🤖 AI Summary
Current temporal video grounding (TVG) methods suffer from overfitting to the temporal Intersection-over-Union (tIoU) metric, compromising semantic action understanding and robustness. To address this, we propose a reverse-task collaborative optimization framework that jointly enhances localization accuracy and action-semantic alignment—without requiring additional data. We innovatively design three annotation-based reverse tasks: masked verb completion, fine-grained action recognition, and controllable video captioning. These are unified under a reinforcement learning paradigm with a semantics-aware reward function. Our approach effectively mitigates tIoU overfitting on Charades-STA: the 3B-parameter model achieves R1@0.7 = 42.3%, outperforming Time-R1 by +7.1%. Moreover, it significantly improves action comprehension and cross-modal semantic consistency.
📝 Abstract
Temporal Video Grounding (TVG) seeks to localize video segments matching a given textual query. Current methods, while optimizing for high temporal Intersection-over-Union (IoU), often overfit to this metric, compromising semantic action understanding in the video and query, a critical factor for robust TVG. To address this, we introduce Inversion Tasks for TVG (Invert4TVG), a novel framework that enhances both localization accuracy and action understanding without additional data. Our approach leverages three inversion tasks derived from existing TVG annotations: (1) Verb Completion, predicting masked action verbs in queries from video segments; (2) Action Recognition, identifying query-described actions; and (3) Video Description, generating descriptions of video segments that explicitly embed query-relevant actions.

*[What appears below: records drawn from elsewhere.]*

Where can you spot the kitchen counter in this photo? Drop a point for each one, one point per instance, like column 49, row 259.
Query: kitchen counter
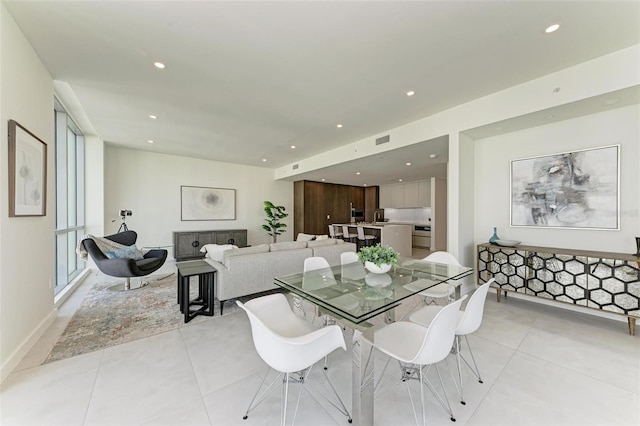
column 397, row 236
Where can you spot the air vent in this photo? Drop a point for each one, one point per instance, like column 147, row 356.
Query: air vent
column 382, row 140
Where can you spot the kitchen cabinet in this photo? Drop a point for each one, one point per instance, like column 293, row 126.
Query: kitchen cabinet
column 316, row 205
column 412, row 194
column 424, row 193
column 397, row 196
column 386, row 200
column 409, row 195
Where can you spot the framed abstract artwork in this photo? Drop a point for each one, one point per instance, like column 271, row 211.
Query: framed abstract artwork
column 578, row 189
column 203, row 203
column 27, row 172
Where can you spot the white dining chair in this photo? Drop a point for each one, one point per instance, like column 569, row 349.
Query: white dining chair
column 351, row 267
column 415, row 347
column 333, row 233
column 347, row 235
column 441, row 291
column 290, row 346
column 469, row 321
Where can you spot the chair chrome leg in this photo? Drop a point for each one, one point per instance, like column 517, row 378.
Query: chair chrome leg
column 460, row 390
column 475, row 369
column 285, row 394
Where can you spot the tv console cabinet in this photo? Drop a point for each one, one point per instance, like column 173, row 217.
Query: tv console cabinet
column 187, row 244
column 597, row 280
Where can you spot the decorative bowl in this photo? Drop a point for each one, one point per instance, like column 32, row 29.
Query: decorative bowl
column 372, row 267
column 507, row 243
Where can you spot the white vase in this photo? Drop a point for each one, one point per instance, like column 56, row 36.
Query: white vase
column 371, row 267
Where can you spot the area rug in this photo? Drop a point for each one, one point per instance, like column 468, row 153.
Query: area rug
column 106, row 318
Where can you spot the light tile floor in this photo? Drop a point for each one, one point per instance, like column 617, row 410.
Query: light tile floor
column 541, row 365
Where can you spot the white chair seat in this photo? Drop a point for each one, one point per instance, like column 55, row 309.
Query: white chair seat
column 289, row 345
column 425, row 315
column 415, row 346
column 469, row 321
column 400, row 340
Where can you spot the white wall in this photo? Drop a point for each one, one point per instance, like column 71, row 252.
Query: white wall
column 149, row 185
column 27, row 243
column 493, row 158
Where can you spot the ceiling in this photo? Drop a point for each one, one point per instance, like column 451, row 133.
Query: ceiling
column 245, row 81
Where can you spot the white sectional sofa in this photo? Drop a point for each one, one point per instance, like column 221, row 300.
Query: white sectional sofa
column 250, row 270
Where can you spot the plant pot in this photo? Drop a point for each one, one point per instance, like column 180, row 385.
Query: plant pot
column 371, row 267
column 378, row 280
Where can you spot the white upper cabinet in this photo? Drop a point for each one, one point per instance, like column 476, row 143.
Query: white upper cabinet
column 386, row 200
column 398, row 196
column 424, row 193
column 412, row 194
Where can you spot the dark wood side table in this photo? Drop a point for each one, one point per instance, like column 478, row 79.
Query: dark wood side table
column 206, row 288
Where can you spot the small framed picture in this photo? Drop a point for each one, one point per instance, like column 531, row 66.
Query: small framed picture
column 27, row 172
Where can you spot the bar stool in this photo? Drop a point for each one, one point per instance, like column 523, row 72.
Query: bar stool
column 348, row 235
column 365, row 239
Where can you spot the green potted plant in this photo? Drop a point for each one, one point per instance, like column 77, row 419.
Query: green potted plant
column 378, row 259
column 275, row 214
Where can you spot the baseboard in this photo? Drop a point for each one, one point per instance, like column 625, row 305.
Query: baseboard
column 23, row 349
column 561, row 305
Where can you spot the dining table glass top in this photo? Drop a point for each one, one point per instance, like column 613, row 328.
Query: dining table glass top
column 352, row 293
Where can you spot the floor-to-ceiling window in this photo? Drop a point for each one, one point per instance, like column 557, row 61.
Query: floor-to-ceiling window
column 69, row 198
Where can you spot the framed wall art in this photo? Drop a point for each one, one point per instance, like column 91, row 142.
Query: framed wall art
column 203, row 203
column 27, row 172
column 578, row 189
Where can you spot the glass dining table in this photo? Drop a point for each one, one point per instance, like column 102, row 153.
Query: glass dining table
column 353, row 296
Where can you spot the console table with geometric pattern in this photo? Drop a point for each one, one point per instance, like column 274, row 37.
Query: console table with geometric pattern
column 592, row 279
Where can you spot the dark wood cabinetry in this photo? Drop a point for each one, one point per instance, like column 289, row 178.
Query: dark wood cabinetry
column 187, row 244
column 317, row 204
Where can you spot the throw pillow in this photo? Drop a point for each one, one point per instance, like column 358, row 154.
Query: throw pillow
column 129, row 252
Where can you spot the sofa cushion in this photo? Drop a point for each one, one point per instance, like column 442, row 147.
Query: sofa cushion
column 325, row 242
column 287, row 245
column 216, row 251
column 262, row 248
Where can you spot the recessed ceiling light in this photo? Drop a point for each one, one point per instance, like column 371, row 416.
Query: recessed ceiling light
column 552, row 28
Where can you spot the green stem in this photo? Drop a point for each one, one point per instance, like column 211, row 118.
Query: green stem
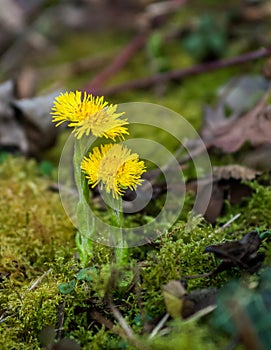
column 85, row 221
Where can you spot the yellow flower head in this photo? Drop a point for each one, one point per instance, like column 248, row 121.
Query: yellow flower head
column 114, row 167
column 89, row 114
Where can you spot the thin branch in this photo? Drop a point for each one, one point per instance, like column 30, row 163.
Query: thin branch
column 147, row 82
column 118, row 63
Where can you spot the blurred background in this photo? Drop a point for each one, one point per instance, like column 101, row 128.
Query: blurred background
column 178, row 53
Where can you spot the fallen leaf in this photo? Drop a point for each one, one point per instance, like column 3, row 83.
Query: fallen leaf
column 226, row 185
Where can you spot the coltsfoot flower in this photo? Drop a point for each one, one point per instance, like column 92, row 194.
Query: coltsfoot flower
column 89, row 114
column 114, row 167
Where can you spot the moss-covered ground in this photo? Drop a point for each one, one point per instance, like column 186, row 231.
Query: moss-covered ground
column 38, row 254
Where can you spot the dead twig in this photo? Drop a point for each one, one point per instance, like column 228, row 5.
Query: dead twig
column 118, row 63
column 178, row 74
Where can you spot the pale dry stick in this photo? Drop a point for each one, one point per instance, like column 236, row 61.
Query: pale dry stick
column 143, row 83
column 159, row 326
column 228, row 223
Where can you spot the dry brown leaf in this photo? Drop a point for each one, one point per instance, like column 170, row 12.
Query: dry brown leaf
column 229, row 134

These tasks, integrated with TVG via a reinforcement learning framework with well-designed reward functions, ensure balanced optimization of localization and semantics. Experiments show our method outperforms state-of-the-art approaches, achieving a 7.1% improvement in R1@0.7 on Charades-STA for a 3B model compared to Time-R1. By inverting TVG to derive query-related actions from segments, our approach strengthens semantic understanding, significantly raising the ceiling of localization accuracy.